/SparkLeBLAST

Scalable Parallelization of BLAST Sequence Alignment Using Spark

Primary LanguageShellGNU Lesser General Public License v2.1LGPL-2.1

SparkLeBLAST

Scalable Parallelization of BLAST Sequence Alignment Using Spark

Dependencies

Scala Build Tool

Used to build SparkLeBLAST (https://www.scala-sbt.org/)

Spark

We conducted our experiments using Spark v2.2.0. (https://archive.apache.org/dist/spark/spark-2.2.0/)

NCBI BLAST

SparkLeBLAST works independent of a specific BLAST version.
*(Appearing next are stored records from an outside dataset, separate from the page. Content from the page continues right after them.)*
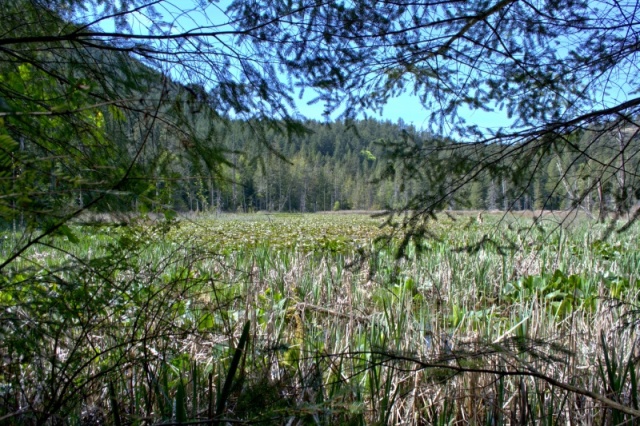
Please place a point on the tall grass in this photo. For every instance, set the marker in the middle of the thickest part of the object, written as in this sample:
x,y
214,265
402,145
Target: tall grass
x,y
288,320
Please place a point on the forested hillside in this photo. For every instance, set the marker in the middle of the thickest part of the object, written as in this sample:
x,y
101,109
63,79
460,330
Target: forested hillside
x,y
335,166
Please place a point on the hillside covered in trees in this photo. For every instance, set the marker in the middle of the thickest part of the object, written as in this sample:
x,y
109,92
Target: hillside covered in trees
x,y
333,166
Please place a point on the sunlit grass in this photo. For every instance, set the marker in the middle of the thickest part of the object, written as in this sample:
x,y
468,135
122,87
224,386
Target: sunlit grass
x,y
342,330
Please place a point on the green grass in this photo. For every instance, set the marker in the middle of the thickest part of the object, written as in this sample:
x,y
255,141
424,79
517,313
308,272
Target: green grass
x,y
463,329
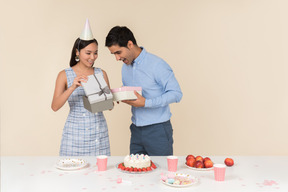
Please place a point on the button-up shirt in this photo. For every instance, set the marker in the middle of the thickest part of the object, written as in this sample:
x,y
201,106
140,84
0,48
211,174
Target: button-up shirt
x,y
159,87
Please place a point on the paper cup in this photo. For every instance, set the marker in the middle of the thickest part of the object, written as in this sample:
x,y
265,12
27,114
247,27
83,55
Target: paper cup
x,y
102,162
219,172
172,162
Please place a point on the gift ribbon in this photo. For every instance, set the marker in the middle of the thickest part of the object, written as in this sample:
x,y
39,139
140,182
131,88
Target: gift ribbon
x,y
102,91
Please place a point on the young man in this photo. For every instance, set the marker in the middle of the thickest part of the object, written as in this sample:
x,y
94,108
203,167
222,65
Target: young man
x,y
151,130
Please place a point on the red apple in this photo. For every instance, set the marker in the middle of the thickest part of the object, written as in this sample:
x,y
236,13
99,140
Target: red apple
x,y
191,162
189,157
208,163
229,162
199,158
199,164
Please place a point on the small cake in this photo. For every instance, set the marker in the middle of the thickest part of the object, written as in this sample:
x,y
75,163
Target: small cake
x,y
137,161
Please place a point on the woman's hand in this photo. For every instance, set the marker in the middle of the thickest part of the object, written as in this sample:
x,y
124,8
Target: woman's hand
x,y
77,81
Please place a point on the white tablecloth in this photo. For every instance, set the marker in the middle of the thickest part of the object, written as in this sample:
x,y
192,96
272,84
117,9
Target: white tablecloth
x,y
38,174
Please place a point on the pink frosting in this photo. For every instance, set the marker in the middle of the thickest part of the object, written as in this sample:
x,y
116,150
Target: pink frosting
x,y
126,89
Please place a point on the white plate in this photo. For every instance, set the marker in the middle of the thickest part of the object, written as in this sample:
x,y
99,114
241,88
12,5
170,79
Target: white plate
x,y
71,164
142,172
199,169
194,180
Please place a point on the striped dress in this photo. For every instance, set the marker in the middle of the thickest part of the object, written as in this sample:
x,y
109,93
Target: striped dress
x,y
84,133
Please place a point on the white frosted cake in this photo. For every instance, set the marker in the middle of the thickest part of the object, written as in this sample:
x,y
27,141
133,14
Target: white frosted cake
x,y
137,161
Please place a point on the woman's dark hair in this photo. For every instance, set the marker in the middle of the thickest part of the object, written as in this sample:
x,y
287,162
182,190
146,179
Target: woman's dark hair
x,y
78,45
119,36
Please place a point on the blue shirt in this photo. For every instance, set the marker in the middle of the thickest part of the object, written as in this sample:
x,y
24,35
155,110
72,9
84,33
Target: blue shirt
x,y
159,87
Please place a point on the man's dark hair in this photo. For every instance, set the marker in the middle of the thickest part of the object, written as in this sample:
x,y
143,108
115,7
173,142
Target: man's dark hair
x,y
119,36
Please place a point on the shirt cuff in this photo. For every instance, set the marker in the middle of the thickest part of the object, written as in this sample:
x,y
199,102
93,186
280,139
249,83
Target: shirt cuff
x,y
148,103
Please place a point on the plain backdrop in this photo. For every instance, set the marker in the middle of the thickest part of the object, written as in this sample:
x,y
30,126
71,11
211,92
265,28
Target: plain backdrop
x,y
229,56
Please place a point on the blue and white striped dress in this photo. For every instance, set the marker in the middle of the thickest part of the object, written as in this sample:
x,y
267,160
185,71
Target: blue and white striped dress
x,y
85,133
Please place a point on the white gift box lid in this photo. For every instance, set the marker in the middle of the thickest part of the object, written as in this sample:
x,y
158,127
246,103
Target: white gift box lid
x,y
96,89
125,93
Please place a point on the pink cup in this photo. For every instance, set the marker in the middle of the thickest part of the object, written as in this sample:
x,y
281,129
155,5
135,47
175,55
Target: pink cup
x,y
219,172
172,163
102,162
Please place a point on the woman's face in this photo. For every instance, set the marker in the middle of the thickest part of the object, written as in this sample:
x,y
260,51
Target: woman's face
x,y
88,54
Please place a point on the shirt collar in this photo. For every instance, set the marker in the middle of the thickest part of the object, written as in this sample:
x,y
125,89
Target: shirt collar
x,y
140,57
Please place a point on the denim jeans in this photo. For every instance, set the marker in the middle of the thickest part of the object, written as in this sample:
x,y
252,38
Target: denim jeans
x,y
153,140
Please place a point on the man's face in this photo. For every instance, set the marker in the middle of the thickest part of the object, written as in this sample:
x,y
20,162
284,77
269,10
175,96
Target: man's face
x,y
124,54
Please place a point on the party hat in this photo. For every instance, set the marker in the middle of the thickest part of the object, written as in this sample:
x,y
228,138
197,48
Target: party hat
x,y
86,33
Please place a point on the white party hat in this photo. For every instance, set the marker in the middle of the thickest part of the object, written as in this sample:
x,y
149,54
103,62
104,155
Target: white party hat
x,y
86,33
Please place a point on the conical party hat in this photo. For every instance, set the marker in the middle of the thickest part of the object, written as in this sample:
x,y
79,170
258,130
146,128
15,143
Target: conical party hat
x,y
86,33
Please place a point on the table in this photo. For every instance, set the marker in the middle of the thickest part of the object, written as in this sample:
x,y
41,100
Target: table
x,y
35,174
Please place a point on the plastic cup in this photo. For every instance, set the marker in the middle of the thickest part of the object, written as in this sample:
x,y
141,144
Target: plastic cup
x,y
172,162
219,172
102,162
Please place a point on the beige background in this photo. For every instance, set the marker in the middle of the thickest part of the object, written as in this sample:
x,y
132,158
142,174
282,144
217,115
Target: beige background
x,y
229,56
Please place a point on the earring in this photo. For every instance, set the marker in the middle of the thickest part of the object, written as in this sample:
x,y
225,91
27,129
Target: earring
x,y
77,58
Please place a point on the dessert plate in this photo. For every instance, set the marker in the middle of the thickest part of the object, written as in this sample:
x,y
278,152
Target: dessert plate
x,y
199,169
70,164
182,180
134,172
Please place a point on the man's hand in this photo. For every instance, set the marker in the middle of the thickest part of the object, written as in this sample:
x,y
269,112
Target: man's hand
x,y
139,102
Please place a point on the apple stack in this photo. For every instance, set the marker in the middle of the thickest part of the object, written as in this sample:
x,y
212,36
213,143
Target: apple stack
x,y
198,161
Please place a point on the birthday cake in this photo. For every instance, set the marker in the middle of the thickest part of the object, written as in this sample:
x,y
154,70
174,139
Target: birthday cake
x,y
137,161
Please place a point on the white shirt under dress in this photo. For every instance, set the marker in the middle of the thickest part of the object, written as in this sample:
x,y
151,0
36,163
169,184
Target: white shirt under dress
x,y
84,133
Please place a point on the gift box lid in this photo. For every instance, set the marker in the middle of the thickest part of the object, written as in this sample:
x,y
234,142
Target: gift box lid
x,y
126,89
96,88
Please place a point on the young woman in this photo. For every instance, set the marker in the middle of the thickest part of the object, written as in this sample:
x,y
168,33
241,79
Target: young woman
x,y
85,133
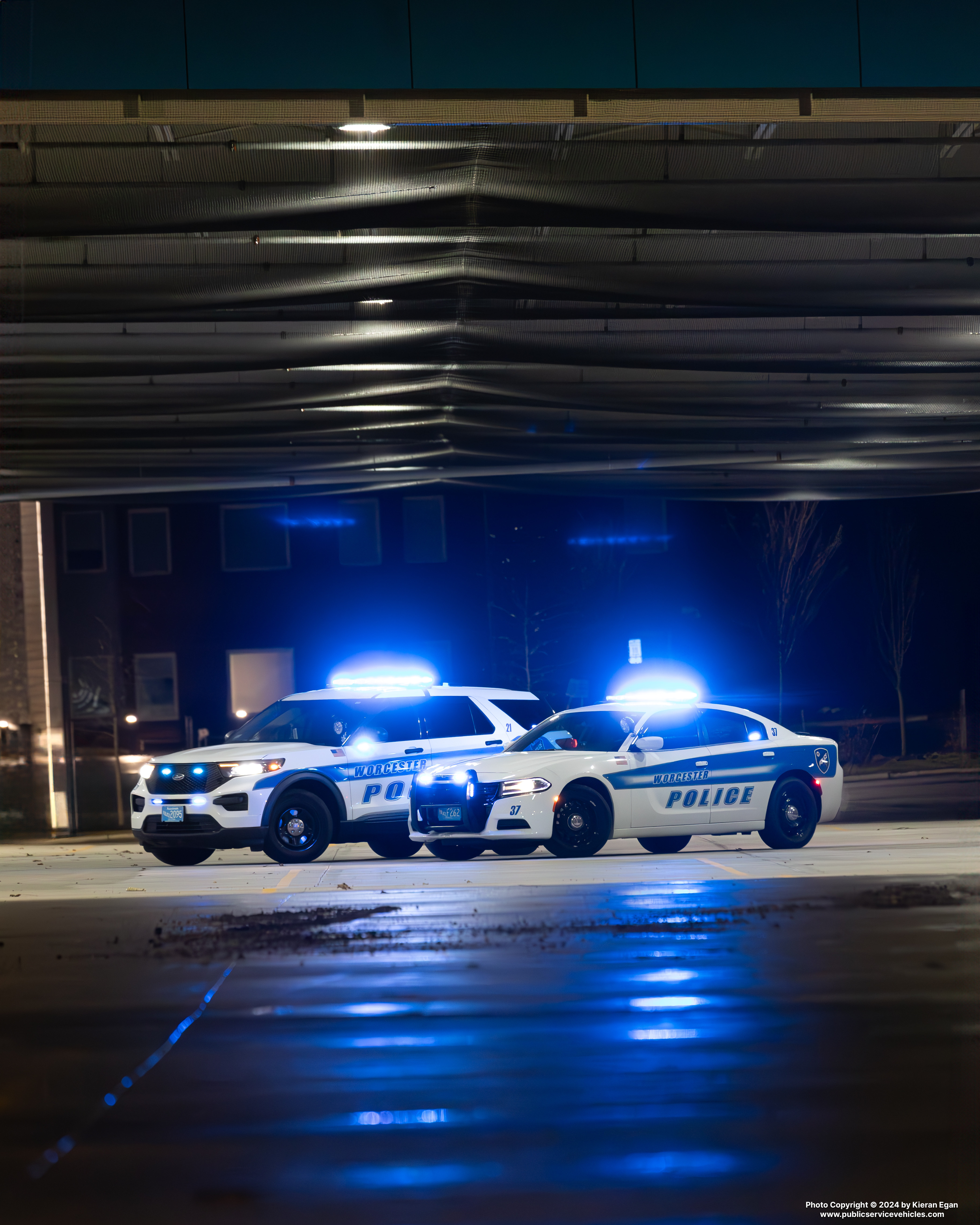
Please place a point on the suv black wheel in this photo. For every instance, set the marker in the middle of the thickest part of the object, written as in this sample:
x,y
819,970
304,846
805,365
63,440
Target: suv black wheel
x,y
792,816
301,828
515,847
182,857
394,845
582,824
664,846
469,848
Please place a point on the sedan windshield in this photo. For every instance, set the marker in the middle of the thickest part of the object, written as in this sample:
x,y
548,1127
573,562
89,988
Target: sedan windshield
x,y
602,732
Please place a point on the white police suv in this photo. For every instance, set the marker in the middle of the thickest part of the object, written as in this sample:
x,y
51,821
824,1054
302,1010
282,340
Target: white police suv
x,y
323,767
624,771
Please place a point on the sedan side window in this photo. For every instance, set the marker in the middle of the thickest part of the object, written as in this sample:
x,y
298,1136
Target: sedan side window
x,y
727,728
678,728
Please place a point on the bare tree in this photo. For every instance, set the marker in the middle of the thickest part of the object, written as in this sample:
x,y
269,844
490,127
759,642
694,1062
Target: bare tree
x,y
895,580
794,560
530,634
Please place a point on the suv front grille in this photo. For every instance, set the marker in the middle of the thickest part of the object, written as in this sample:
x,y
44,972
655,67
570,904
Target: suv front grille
x,y
184,781
193,824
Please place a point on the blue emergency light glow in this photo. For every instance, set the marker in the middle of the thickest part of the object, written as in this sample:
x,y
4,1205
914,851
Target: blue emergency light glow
x,y
318,524
655,695
586,542
381,671
392,680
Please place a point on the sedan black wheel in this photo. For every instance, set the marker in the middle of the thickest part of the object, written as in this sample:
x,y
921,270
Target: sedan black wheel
x,y
664,846
299,830
182,857
515,847
394,845
792,816
455,852
582,824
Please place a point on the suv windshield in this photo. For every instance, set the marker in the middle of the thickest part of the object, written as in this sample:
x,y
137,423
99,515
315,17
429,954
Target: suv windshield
x,y
333,722
602,732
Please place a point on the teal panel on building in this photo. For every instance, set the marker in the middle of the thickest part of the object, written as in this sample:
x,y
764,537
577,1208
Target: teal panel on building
x,y
298,45
522,45
113,45
906,45
714,45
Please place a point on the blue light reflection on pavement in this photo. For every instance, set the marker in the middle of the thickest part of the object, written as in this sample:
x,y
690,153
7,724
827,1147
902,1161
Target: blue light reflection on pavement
x,y
575,1065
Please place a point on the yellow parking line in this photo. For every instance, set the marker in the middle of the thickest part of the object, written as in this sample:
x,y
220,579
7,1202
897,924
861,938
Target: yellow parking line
x,y
725,868
286,881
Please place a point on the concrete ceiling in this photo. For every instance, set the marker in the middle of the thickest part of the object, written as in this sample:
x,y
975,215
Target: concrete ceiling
x,y
737,310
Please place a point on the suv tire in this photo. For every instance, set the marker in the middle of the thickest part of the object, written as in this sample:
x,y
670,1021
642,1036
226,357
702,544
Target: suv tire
x,y
301,828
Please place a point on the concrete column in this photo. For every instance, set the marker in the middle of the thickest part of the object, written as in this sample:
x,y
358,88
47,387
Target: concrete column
x,y
43,664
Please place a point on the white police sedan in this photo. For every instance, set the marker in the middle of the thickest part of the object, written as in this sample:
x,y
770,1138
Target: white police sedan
x,y
622,771
323,767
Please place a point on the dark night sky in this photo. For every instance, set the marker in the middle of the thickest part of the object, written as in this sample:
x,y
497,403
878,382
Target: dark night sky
x,y
699,603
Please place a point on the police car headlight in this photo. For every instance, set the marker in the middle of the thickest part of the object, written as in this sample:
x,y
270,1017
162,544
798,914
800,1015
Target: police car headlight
x,y
241,770
525,786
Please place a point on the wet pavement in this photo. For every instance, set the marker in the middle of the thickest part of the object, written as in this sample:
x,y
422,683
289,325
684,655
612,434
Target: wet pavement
x,y
689,1045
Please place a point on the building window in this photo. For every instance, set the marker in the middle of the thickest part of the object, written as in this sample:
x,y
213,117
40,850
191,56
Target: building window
x,y
255,537
150,542
91,686
361,539
257,679
85,542
156,686
424,521
646,525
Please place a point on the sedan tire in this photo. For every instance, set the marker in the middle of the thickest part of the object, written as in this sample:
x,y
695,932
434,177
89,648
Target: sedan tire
x,y
792,816
582,824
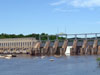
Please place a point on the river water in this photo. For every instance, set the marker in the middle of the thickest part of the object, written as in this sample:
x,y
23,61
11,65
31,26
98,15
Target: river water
x,y
65,65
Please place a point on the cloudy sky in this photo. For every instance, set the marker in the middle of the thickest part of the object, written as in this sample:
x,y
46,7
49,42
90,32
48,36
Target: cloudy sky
x,y
49,16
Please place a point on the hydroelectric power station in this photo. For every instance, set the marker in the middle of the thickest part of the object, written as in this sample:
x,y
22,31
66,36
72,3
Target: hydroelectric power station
x,y
84,45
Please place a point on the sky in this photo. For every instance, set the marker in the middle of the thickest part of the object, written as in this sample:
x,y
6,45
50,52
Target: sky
x,y
49,16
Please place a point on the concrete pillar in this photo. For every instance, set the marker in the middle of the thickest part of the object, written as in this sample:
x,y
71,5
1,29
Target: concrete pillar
x,y
64,47
74,47
95,46
98,50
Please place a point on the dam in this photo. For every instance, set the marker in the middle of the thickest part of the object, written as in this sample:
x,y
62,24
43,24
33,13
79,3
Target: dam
x,y
74,46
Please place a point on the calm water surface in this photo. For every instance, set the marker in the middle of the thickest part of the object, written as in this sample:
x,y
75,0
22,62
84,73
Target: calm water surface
x,y
69,65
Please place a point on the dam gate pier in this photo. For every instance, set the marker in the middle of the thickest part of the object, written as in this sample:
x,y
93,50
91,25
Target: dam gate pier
x,y
84,45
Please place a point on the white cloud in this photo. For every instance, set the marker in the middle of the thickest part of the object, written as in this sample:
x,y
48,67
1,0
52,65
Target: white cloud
x,y
79,3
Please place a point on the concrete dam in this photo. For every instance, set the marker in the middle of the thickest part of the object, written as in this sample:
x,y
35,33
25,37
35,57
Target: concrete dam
x,y
75,46
85,46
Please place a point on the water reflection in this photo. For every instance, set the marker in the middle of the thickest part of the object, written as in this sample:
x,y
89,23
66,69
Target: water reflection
x,y
69,65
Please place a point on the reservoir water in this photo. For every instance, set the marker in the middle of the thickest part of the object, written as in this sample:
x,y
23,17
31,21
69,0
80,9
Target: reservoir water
x,y
65,65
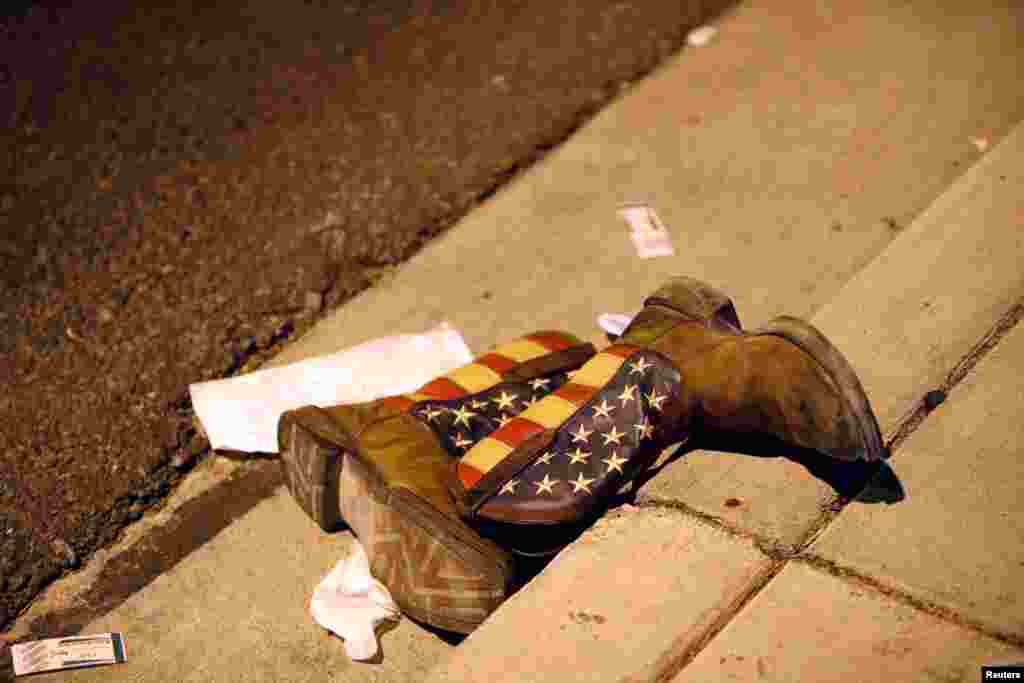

We recently tested it with BLAST v2.13.0: (https://ftp.ncbi.nlm.nih.gov/blast/executables/blast+/LATEST/)

spark-slurm

For usage on an HPC cluster with SLURM workload manager (details below), there are two approaches:

  1. Use the shipped start_spark_slurm.sbatch script
  2. USe spark-slurm (https://github.com/NIH-HPC/spark-slurm) Note: spark-slurm enables more flexible configurations and logging options. It may need some edits to adapt it to your runtime environment. Our adapted version is available at: (https://github.com/karimyoussef91/spark-slurm)

Usage

HPC Cluster With SLURM Workload Manager

  1. Environment variables
    export SPARK_HOME=<path/to/installed/spark/directory> # Where pre-built Spark was downloaded from dependencies abpve 
    export SPARK_SLURM_PATH=</path/to/spark-slurm> # if using spark-slurm 
    export NCBI_BLAST_PATH=</path/to/ncbi_blast/binaries>
    export SLB_WORKDIR=$(pwd) # Path to SparkLeBLAST root directory
  1. Partitioning and formatting a BLAST database:
    ./SparkLeMakeDB -p <num_partitions> -time <job_time_integer_minutes> -i <input_DB_path> -t <output_partitions_base_path>
  1. Running BLAST search:
   ./SparkLeBLASTSearch.sh -p <num_partitions> -time <job_time_integer_minutes> -q <query_file_path> -db <database_partitions_base_path> -d <spark_logs_path>

Custom Spark Cluster

A version of launch scripts without SLURM will be available soon

Data

Small Data Samples for Testing

  1. Query: https://raw.githubusercontent.com/sparkblastproject/v2/master/bacteria/Galaxy25-%5BGeobacter_metallireducens.fasta%5D.fasta

  2. Database: https://ftp.ncbi.nlm.nih.gov/blast/db/FASTA/swissprot.gz

COVID-19 Genomic Diversity Analysis

  1. Preprocessed Query: Compressed file could be found in this repo under covdiv_sample

  2. Database (Compressed Raw Size of 144GB): https://ftp.ncbi.nlm.nih.gov/blast/db/FASTA/nr.gz

Publication

Youssef, Karim, and Wu-chun Feng. "SparkLeBLAST: Scalable Parallelization of BLAST Sequence Alignment Using Spark." 2020 20th IEEE/ACM International Symposium on Cluster, Cloud and Internet Computing (CCGRID). IEEE, 2020.

License

Please refer to the included LICENSE file.